The Department of Energy extended a $1.1 billion lifeline to California’s embattled Diablo Canyon nuclear power plant. Diablo Canyon has become a major flashpoint over what kinds of energy are considered “clean” and what risks policymakers are willing to take to reach their climate goals.
The $1.1 billion in funding, announced yesterday, comes from a $6 billion Civil Nuclear Credit program made possible by the Bipartisan Infrastructure Law Congress passed last year. Diablo Canyon is the first power plant to be awarded credits from the program, which aims to extend the lives of reactors in danger of closing down.
The two nuclear reactors at Diablo Canyon were slated to be decommissioned one by one in 2024 and 2025, when their operating licenses expire. They would have joined the 13 commercial reactors that have shuttered across the US in the past decade or so as nuclear energy struggled to compete with cheap solar, wind, and gas prices. PG&E, the utility that operates Diablo Canyon, agreed to a deal in 2016 with environmental groups to close the plant in favor of developing more renewable energy.
But Diablo Canyon still provides California with about 15 percent of its carbon dioxide pollution-free energy.

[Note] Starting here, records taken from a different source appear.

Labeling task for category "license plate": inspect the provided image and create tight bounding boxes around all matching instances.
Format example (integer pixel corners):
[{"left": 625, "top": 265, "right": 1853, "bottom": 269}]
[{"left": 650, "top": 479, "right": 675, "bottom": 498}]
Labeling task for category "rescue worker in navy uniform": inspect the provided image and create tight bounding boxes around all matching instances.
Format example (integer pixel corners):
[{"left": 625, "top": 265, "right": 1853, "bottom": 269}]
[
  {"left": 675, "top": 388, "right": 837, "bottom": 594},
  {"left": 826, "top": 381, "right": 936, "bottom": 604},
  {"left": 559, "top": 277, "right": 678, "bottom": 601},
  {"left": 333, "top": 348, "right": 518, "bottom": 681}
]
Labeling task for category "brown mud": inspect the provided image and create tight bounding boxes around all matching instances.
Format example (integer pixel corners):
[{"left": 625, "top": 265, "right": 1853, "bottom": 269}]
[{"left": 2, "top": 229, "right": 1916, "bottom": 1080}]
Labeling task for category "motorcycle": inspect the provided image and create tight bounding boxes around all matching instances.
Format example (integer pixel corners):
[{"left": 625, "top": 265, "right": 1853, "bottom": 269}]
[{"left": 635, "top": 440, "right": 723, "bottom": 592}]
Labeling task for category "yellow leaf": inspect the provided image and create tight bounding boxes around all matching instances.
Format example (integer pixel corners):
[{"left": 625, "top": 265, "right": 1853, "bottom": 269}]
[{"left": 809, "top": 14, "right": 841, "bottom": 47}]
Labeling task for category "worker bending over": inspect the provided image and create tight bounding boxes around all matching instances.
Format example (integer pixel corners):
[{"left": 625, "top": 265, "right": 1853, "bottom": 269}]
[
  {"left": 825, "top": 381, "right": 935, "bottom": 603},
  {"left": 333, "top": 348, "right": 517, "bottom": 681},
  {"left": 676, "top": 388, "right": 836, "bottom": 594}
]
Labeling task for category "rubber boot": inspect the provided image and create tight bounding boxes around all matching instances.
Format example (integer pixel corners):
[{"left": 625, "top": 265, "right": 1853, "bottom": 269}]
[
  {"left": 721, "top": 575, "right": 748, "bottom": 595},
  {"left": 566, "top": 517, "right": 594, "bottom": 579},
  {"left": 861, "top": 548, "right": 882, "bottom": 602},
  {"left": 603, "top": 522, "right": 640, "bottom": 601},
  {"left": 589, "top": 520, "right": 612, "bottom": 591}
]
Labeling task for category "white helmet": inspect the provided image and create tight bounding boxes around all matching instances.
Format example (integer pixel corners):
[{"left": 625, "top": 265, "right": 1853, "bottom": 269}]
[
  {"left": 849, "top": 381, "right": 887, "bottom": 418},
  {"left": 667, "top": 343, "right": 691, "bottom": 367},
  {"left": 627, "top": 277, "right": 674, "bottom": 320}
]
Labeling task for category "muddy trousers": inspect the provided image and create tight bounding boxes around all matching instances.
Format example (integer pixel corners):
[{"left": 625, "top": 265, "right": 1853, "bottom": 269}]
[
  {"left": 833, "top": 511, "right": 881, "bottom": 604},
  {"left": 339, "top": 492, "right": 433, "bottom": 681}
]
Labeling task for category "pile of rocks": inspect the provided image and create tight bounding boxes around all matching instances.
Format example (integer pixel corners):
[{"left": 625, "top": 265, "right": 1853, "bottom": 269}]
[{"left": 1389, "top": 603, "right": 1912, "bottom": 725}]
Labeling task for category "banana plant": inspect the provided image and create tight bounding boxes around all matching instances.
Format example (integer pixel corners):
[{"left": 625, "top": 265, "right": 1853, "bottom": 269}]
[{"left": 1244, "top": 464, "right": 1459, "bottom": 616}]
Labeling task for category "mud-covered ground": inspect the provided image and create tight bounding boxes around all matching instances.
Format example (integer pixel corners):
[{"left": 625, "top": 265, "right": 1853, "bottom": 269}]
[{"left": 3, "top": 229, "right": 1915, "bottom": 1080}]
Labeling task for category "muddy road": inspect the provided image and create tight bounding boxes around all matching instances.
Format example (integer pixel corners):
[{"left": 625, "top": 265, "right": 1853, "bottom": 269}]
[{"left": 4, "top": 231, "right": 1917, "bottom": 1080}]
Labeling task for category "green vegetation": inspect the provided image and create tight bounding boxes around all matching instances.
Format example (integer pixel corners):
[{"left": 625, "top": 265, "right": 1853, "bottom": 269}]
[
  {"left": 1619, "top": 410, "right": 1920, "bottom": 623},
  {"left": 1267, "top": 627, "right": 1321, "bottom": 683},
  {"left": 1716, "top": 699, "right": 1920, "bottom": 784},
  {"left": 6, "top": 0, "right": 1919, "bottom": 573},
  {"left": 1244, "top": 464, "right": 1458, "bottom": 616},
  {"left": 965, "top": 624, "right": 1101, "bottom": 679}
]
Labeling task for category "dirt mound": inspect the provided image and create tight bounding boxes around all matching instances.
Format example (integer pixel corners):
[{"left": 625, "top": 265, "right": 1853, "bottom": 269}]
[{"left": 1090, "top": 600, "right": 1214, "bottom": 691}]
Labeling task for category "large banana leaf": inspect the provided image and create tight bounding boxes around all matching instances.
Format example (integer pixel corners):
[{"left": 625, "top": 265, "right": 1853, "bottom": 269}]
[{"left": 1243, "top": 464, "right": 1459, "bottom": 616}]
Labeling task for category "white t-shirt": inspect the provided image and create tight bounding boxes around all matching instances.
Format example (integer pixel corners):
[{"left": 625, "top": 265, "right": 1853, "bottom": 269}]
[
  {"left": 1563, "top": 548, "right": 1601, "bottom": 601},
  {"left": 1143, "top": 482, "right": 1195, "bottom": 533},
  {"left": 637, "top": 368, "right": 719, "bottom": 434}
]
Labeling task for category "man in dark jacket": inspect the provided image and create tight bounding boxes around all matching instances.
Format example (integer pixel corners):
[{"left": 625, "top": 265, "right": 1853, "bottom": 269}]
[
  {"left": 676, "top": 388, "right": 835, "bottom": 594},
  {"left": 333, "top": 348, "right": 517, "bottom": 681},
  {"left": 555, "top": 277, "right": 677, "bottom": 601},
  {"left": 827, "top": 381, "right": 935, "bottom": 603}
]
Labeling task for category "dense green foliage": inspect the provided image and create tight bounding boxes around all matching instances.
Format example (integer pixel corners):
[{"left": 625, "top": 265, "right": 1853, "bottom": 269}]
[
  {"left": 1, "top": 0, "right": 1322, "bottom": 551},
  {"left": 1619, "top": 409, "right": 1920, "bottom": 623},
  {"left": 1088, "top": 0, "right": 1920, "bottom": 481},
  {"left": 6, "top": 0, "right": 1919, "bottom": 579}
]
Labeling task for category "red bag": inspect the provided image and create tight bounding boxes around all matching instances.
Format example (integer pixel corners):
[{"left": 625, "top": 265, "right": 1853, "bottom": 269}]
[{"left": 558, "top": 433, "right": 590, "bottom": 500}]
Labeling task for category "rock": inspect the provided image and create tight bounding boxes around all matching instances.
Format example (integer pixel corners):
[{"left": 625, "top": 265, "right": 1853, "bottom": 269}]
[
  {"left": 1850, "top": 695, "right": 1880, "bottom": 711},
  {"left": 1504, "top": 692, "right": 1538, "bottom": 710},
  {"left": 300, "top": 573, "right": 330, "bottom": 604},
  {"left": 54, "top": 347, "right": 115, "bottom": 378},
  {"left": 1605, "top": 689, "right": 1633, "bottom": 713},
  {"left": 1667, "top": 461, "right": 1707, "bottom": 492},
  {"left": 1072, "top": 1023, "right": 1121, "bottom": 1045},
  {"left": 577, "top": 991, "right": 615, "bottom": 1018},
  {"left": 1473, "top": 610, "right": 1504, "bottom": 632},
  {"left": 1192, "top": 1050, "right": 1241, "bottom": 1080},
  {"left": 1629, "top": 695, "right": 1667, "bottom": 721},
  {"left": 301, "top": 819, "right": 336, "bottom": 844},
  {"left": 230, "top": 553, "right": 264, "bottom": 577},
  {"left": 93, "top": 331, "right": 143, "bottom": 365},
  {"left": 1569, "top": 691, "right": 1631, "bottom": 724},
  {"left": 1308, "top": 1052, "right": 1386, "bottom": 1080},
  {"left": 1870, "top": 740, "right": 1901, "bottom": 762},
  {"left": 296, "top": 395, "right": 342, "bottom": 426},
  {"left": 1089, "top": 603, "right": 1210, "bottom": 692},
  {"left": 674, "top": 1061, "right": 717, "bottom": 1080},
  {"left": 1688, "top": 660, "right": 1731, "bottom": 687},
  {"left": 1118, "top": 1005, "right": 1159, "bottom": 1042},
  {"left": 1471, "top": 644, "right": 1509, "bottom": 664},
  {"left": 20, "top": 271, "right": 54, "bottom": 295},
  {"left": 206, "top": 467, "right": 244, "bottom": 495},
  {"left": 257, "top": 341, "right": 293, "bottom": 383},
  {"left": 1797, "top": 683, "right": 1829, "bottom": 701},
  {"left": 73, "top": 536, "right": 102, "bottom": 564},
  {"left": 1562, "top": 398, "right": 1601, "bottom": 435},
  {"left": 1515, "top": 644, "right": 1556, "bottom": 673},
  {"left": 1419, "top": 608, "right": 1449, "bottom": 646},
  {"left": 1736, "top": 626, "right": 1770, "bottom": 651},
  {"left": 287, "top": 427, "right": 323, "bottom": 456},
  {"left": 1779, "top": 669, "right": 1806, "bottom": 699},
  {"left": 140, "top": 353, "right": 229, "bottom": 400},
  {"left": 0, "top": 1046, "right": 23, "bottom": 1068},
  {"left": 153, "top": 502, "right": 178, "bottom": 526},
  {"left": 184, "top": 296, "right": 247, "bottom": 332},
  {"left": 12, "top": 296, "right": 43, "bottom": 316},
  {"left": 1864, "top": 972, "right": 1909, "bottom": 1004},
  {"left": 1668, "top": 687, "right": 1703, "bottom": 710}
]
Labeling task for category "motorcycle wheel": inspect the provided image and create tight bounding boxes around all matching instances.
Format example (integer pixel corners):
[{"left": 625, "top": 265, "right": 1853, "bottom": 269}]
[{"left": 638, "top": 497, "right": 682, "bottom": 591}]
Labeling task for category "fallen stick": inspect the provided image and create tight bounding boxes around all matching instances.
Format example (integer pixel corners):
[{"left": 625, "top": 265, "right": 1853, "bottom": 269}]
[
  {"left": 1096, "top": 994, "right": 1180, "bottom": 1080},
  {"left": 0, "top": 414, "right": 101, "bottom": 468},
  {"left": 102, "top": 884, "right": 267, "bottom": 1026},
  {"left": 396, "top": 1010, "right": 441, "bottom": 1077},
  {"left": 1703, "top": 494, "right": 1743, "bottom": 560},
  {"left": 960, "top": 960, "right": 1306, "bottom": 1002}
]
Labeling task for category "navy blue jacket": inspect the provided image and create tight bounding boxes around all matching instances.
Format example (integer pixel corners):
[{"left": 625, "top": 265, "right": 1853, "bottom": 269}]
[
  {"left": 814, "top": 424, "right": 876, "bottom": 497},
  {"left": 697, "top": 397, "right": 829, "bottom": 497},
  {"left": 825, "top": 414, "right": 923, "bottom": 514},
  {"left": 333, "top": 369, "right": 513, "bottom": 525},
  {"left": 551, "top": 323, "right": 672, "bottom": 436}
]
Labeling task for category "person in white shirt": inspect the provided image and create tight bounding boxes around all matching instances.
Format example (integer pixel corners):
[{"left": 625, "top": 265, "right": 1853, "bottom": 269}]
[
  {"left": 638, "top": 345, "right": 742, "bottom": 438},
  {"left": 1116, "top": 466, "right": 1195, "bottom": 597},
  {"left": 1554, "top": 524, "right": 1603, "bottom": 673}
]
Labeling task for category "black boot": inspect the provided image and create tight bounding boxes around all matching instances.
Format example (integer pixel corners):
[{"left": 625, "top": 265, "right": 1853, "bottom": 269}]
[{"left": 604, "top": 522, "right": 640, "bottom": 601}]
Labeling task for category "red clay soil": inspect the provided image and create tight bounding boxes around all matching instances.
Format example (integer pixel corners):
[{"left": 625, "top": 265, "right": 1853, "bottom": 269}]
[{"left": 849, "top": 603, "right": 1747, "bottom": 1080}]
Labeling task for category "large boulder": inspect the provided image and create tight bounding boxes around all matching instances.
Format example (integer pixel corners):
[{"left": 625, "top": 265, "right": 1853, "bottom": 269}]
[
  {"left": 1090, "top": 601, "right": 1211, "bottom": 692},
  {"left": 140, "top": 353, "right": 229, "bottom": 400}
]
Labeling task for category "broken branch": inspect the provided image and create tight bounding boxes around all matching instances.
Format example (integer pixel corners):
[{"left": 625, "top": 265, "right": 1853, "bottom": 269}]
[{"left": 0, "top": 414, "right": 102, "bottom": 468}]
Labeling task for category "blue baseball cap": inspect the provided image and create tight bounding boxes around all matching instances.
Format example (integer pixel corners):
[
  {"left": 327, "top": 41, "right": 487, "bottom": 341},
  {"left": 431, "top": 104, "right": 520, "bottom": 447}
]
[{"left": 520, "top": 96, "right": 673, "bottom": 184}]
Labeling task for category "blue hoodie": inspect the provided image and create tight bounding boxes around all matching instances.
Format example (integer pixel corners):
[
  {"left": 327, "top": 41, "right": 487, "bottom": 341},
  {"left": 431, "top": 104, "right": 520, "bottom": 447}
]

Nuclear energy accounts for 50 percent of the US’s carbon-free electricity. And as the state and country accelerate plans to run the grid on 100 percent clean power, President Joe Biden and California Governor Gavin Newsom are reluctant to let nuclear power plants fall by the wayside. The Biden administration, in particular, has made nuclear energy a significant piece of its plans to slash the US’s greenhouse gas emissions.
The DOE’s $1.1 billion grant to Diablo Canyon adds to a $1.4 billion loan PG&E got from the state when Newsom signed a bill in September allowing the plant to stay open until 2030. Newsom signed the bill as a severe heatwave bore down on the state, stressing the grid enough to nearly trigger rolling blackouts. The threat helped make the case for the plant’s proponents, who see nuclear power as a crucial energy source that can help the US meet its climate goals by filling in for renewables when bad weather stifles solar and wind energy generation.
Nevertheless, Diablo Canyon faces opposition. The US still hasn’t figured out where it can safely and permanently store its nuclear waste, despite the Biden administration’s push to prop up the nation’s nuclear infrastructure. Some residents worry about the plant’s safety during earthquakes, given its location near seismic fault lines.
The yak titʸu titʸu yak tiłhini Tribe has also asked the state to return lands where the nuclear power plant currently sits. The Tribe wants to regain those lands regardless of what happens to the power plant.
To stay online, Diablo Canyon still needs to renew its licenses with the Nuclear Regulatory Commission. The DOE’s grant is conditional; the funding would be awarded incrementally over several years based on actual costs accrued by the plant.
Since Diablo Canyon has become a poster child for the larger debate swirling around nuclear energy, whatever happens there could be a sign of what’s to come for other aging nuclear plants across the nation. The DOE is already gearing up for its next round of funding for reactors at risk of shutting down.